In important matters of uncertainty involving predictions we need to hear from a diverse group of people that have different perspectives, and perhaps a stake in the decision that causes them to think before offering their views.
Collectively, the diverse group is smarter than individuals. This is the core message of The Wisdom of the Crowds by James Surowiecki.
Surowiecki provides a framework with examples of when and how the knowledge of the crowd can impact decisions positively.
This idea applies well to regulation. Why? Because regulators are generally a step or two removed from the uncertainties they need to know about. First-hand knowledge about these risks reside with the regulated parties.

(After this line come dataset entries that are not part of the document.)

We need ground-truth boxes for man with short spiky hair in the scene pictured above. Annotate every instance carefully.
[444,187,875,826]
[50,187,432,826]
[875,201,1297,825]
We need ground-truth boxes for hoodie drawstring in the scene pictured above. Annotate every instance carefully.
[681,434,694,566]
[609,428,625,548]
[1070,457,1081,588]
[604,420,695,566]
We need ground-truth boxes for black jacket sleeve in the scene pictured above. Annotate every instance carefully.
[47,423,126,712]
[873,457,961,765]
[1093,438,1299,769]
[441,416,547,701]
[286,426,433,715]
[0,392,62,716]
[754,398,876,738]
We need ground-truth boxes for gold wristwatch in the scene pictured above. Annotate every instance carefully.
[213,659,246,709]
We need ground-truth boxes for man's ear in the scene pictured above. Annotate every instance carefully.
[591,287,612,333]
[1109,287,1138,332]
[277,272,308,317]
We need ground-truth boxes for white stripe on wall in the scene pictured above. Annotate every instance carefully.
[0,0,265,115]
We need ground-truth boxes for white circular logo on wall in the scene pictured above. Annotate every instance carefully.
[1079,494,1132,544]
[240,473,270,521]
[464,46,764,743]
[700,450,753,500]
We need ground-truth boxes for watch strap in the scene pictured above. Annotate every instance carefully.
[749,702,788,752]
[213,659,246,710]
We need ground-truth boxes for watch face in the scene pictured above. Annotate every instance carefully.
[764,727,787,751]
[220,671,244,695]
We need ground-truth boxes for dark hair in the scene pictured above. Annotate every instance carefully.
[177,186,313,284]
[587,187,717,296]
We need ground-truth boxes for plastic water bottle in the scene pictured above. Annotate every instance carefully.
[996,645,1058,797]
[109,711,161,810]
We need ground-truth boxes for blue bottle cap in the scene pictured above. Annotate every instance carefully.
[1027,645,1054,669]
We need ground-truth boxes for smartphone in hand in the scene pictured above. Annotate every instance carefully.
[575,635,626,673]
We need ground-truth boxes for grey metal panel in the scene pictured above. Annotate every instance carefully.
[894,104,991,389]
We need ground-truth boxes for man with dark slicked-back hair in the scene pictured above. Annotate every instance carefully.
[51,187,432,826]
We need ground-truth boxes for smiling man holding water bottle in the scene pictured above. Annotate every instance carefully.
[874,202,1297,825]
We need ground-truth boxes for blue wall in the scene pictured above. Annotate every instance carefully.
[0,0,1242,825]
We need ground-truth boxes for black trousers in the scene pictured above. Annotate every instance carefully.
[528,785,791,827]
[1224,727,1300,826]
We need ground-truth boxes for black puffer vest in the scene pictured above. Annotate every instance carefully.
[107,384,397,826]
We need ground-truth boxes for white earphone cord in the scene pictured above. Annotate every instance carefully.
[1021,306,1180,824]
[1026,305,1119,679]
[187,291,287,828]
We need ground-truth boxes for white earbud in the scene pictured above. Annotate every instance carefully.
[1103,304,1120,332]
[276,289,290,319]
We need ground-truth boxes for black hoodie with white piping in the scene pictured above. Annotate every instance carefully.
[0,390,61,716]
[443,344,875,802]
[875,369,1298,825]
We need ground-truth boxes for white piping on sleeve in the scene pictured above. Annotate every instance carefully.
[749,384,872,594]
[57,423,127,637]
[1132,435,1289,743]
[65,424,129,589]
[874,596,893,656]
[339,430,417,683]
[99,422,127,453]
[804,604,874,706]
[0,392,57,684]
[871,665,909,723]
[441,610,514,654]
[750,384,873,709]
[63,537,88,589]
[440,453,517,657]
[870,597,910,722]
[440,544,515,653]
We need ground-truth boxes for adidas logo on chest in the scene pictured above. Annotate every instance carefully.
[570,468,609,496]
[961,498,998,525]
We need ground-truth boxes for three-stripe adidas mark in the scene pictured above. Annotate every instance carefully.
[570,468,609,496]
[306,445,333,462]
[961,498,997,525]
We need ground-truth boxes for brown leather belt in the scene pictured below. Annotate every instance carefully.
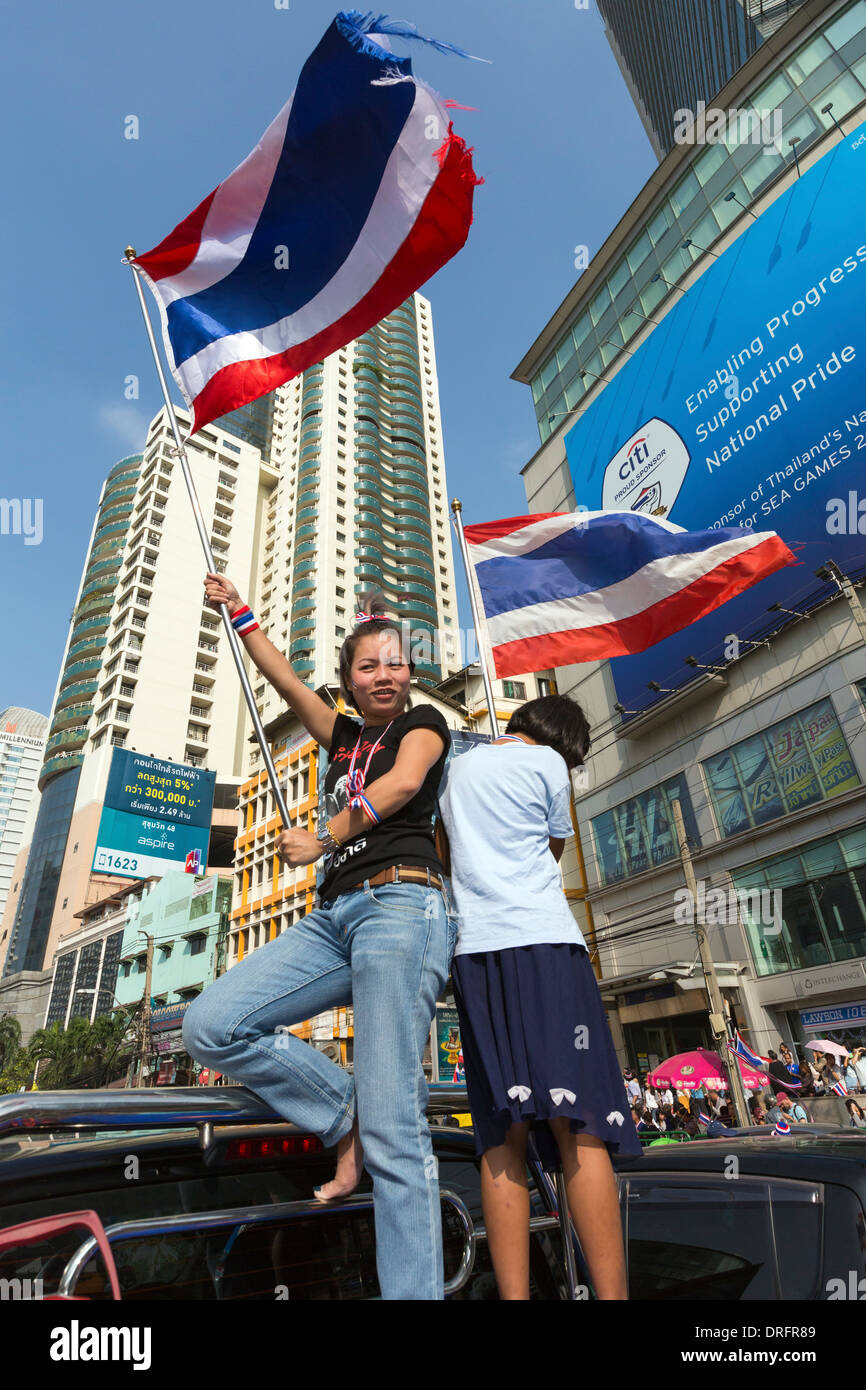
[347,865,443,893]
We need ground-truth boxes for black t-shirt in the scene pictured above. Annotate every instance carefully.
[318,704,450,901]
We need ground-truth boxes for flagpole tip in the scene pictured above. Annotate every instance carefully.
[125,245,137,259]
[451,498,462,513]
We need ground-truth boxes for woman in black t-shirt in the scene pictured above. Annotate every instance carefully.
[183,576,454,1302]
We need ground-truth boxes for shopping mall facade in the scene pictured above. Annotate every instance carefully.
[513,0,866,1075]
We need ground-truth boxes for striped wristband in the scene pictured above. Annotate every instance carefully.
[231,604,259,635]
[349,793,380,825]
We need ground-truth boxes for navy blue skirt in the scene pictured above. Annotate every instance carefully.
[451,943,643,1169]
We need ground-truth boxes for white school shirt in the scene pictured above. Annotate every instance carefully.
[437,740,584,956]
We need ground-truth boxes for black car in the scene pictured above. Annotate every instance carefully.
[613,1131,866,1300]
[0,1086,572,1301]
[0,1089,862,1300]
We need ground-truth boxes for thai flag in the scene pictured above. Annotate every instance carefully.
[774,1117,791,1134]
[698,1110,711,1126]
[462,511,795,679]
[133,11,483,436]
[728,1031,768,1072]
[831,1079,849,1096]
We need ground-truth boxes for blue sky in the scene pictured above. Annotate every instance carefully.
[1,0,655,716]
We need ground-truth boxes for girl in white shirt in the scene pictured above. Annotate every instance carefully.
[438,694,641,1301]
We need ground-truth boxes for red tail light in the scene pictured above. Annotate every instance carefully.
[224,1135,323,1161]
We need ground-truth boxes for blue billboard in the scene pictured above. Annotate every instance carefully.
[565,118,866,714]
[92,749,215,880]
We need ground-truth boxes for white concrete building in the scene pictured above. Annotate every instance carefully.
[0,708,47,961]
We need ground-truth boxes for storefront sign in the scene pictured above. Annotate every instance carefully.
[800,1000,866,1031]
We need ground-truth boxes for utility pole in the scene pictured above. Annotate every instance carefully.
[134,933,154,1089]
[816,559,866,645]
[671,800,750,1127]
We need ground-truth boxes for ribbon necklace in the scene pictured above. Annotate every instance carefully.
[496,735,525,744]
[347,719,394,794]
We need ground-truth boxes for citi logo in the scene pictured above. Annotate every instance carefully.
[619,437,650,479]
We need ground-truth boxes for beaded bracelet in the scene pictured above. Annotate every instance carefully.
[349,793,380,825]
[230,604,259,635]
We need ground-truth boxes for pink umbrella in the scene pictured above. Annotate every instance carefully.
[804,1039,849,1059]
[647,1048,767,1091]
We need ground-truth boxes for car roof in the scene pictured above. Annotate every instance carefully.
[615,1132,866,1187]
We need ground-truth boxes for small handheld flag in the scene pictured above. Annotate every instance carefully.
[462,510,795,678]
[698,1110,711,1125]
[132,10,483,436]
[831,1079,849,1097]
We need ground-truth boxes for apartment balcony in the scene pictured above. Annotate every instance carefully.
[293,659,315,676]
[290,638,315,659]
[62,656,103,682]
[66,634,108,664]
[198,639,218,654]
[192,682,213,696]
[294,539,317,559]
[119,683,135,698]
[55,679,99,710]
[291,596,316,616]
[189,704,210,719]
[39,751,84,789]
[185,751,206,768]
[115,709,131,724]
[296,523,317,542]
[187,725,208,744]
[45,726,89,756]
[50,701,94,733]
[194,661,216,675]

As well, the sources of uncertainty in most jurisdictions are dispersed and mostly invisible until they are brought to the attention of the regulator. The collective knowledge of constituents (regulatees and individuals who are affected by what regulatees do) is far greater than the regulator. Effective new methods for capturing this knowledge will improve regulatory oversight.
The reasons why a regulator might be cautious about open consultations are too obvious to mention. It’s a more challenging matter to think about how to make these kind of consultations work for a regulatory organization.
Internet technologies present one option. If you want examples and inspiration, read Wickinomics, by Don Tapscott and Anthony Williams. Or see how “wisdom of the crowds” works in the redevelopment of this book using wiki technology.